Читаем Хозяин Фалконхерста полностью

Работа в Большом доме показалась Драмжеру труднее и хлопотнее, чем нехитрые манипуляции, выполнявшиеся им в поле. Здесь пришлось многое постигать заново: ведь у него началась совсем другая жизнь, непохожая на первобытное, вольное существование, к которому он привык в хижине старухи Люси. Там все было проще простого: ешь, спи, работай в поле, а услышав зов природы, забирайся в кусты. Прежняя жизнь не была осложнена атрибутами цивилизации. Уборка кукурузы, таскание воды для работников, кормление свиней и дойка коров не требовали ни раздумий, ни излишней сосредоточенности. Тем более не представляло труда поглощение пищи: достаточно было просто донести ее до рта, что обычно осуществлялось при помощи пальцев (а за столом у старухи Люси — деревянной ложкой из деревянной миски). Проблемы одежды не существовало: он обходился грубыми штанами из мешковины и простой холщовой рубахой, с обувью же был вовсе незнаком.

Работа продолжалась всего лишь с рассвета до заката и не требовала больших усилий. После работы он мог коротать время с приятелями, болтая о девчонках и предвкушая путешествие на новоорлеанский аукцион и собственную неутомимость в роли племенного самца на крупной плантации.

Такой безмятежной была жизнь раба на плантации Фалконхерст, где почти не приходилось гнуть спину на хлопке и где не было белых надсмотрщиков с их бранью и кнутами. Зато, едва попав в Большой дом, Драмжер оказался в окружении бесполезных на первый взгляд предметов, которым, однако, принадлежало важное место в усложненной жизни белых хозяев. Всюду, куда ни погляди, громоздились прихотливые вещицы, причем у каждой было свое место; обращаться с ними приходилось с великой осторожностью, уход за ними был сопряжен с бесконечными хлопотами. В хижине Жемчужины обходились сальной свечкой в деревянном подсвечнике, в Большом же доме все подсвечники были медными или серебряными, и полировать их приходилось ежедневно. Деревянные ложки Жемчужины были ничуть не менее удобными, чем серебряные приборы, к тому же, потеряв или сломав одну, можно было вырезать хоть десять. Зато серебряные ложки приходилось беспрерывно начищать, аккуратно заворачивать во фланель и переносить, затаив дыхание, как свежеснесенные яйца. Лампы в Большом доме надо было заливать маслом, свечи в канделябрах менять ежедневно, фарфоровые ночные горшки ежеутренне опорожнять и драить, коврики и дорожки вытряхивать, тысячи других предметов мыть, скрести, доводить до блеска, отряхать, прибирать — и ни в коем случае не терять, не разбивать, не класть куда попало…

Жизнь до того усложнилась, что вскакивать приходилось ни свет ни заря и работать порой до полуночи, а то и дольше. При этом требовалось беспрерывно повторять: «Слушаюсь, хозяин, сэр», «Нет, миссис, мэм». Ходить надо было в черных брюках, черных башмаках, безукоризненной белой рубашке и белом камзоле. Слуга на протяжении многих дней не покидал давящих стен Большого дома, не видел белого света, не слышал шелеста окружающей жизни.
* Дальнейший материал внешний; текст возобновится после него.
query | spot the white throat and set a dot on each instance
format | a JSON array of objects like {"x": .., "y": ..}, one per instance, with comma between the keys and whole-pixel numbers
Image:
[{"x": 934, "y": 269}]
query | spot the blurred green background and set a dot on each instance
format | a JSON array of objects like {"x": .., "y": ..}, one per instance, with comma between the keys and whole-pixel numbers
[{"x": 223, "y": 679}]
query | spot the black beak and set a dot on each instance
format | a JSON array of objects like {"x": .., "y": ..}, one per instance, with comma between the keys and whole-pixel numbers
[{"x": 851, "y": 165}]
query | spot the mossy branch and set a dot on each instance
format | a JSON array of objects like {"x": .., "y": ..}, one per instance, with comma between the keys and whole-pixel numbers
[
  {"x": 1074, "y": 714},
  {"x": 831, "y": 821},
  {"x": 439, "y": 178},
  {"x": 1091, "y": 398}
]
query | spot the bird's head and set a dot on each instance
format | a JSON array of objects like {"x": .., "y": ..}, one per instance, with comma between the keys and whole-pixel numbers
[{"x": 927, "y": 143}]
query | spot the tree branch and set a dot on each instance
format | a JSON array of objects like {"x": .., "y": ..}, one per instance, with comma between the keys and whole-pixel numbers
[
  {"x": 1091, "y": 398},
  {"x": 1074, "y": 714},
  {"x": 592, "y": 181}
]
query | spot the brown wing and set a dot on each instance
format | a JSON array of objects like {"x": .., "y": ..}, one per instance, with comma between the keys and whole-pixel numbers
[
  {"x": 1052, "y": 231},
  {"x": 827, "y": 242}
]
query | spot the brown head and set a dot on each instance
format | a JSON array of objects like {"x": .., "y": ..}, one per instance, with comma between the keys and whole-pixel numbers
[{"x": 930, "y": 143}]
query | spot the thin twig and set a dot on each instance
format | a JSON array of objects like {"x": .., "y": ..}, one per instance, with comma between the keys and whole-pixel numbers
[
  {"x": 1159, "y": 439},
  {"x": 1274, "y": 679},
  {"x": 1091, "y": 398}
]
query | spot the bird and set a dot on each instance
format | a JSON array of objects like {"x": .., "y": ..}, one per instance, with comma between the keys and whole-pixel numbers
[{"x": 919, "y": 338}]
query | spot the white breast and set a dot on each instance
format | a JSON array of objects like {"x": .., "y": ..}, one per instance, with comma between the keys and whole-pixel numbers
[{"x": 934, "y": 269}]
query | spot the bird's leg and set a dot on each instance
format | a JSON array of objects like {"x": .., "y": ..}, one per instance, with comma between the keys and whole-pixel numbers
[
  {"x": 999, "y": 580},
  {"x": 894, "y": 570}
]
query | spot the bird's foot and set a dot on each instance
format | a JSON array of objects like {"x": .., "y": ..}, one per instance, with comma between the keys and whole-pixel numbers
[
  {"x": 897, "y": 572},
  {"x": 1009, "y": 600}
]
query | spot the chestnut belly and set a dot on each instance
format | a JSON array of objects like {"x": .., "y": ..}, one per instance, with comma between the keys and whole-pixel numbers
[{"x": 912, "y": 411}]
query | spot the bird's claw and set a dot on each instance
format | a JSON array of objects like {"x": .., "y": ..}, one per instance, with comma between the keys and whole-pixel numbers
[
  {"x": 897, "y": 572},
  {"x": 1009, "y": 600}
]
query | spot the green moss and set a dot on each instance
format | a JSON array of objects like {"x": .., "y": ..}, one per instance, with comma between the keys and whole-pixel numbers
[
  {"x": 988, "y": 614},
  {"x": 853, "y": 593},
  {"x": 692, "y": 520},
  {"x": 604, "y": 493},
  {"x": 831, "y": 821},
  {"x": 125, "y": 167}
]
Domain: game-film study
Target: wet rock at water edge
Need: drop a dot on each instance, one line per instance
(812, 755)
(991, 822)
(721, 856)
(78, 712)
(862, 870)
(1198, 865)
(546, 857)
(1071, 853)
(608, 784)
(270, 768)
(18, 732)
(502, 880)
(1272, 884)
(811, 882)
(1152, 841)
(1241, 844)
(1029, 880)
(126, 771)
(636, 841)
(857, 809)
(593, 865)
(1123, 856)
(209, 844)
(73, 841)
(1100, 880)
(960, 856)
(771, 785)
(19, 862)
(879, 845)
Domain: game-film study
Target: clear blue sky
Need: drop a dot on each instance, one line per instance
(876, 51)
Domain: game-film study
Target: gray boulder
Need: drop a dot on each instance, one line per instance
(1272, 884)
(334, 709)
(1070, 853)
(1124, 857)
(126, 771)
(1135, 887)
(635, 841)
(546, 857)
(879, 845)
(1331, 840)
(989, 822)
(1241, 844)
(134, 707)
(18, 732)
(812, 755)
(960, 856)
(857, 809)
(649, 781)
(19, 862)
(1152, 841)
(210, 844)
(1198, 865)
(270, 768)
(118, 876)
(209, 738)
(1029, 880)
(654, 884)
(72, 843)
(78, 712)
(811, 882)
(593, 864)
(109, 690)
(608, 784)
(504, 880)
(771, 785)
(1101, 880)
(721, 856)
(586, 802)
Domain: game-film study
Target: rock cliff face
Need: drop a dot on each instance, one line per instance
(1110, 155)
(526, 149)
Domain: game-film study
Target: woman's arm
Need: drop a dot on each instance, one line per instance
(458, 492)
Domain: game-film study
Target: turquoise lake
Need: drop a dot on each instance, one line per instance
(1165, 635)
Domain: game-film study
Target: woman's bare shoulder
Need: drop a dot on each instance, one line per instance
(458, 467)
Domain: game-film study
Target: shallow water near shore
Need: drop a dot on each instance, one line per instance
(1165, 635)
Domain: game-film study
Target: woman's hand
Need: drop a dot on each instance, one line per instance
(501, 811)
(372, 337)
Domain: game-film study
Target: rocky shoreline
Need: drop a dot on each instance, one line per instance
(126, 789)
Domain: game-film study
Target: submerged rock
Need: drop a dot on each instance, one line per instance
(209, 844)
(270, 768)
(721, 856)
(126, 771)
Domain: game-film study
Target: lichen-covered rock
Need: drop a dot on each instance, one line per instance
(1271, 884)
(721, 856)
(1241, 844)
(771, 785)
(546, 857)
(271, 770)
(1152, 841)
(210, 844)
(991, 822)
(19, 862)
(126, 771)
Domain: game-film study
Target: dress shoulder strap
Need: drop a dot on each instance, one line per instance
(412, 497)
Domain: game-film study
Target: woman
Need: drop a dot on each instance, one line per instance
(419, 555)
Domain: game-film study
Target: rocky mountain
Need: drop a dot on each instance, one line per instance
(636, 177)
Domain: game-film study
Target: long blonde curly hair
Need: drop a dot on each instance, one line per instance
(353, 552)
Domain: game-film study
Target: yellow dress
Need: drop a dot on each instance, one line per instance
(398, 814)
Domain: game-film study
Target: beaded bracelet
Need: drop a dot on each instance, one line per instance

Лишь промозглым утром Драмжер несся к речке, залезал в холодную воду и после спешного омовения торопился обратно к Лукреции Борджиа, чтобы, позволив ей понюхать его подмышки, доказать, что он не водит ее за нос.

Хуже всего Драмжер переживал разлуку со сверстниками. Как ему не хватало свободы в их компании, беззаботности, шуток, веселого смеха! Суровая, монашеская жизнь заставляла его усмирять нерастраченные силы, из-за чего в нем накапливалась энергия, населявшая его ночные сны после тяжкого дневного труда сладострастными образами.

В Доме он считался учеником Брута, дворецкого и — чисто номинально — начальника над всеми слугами, хотя полномочия Брута не шли дальше двери в кухню, где всем заправляла Лукреция Борджиа. На самом деле ее влияние ощущалось во всех уголках Большого дома. Какое-то время, со дня смерти Максвелла-старшего и вплоть до возвращения Хаммонда из временного техасского изгнания, она властвовала над всей плантацией; это она вывела добротное племенное поголовье, обеспечившее Хаммонду репутацию весьма состоятельного плантатора, а не просто зажиточного рабовладельца. Завоевав власть огромными усилиями, Лукреция Борджиа не собиралась с ней расставаться. При том, что дворецким и главным распорядителем в доме считался Брут, истинной владычицей здесь все равно была она. Драмжеру повезло: он сразу завоевал ее благосклонность, что объяснялось как слабостью, которую она питала к таким симпатичным паренькам, как он, так и общей с ним антипатией к Бенони.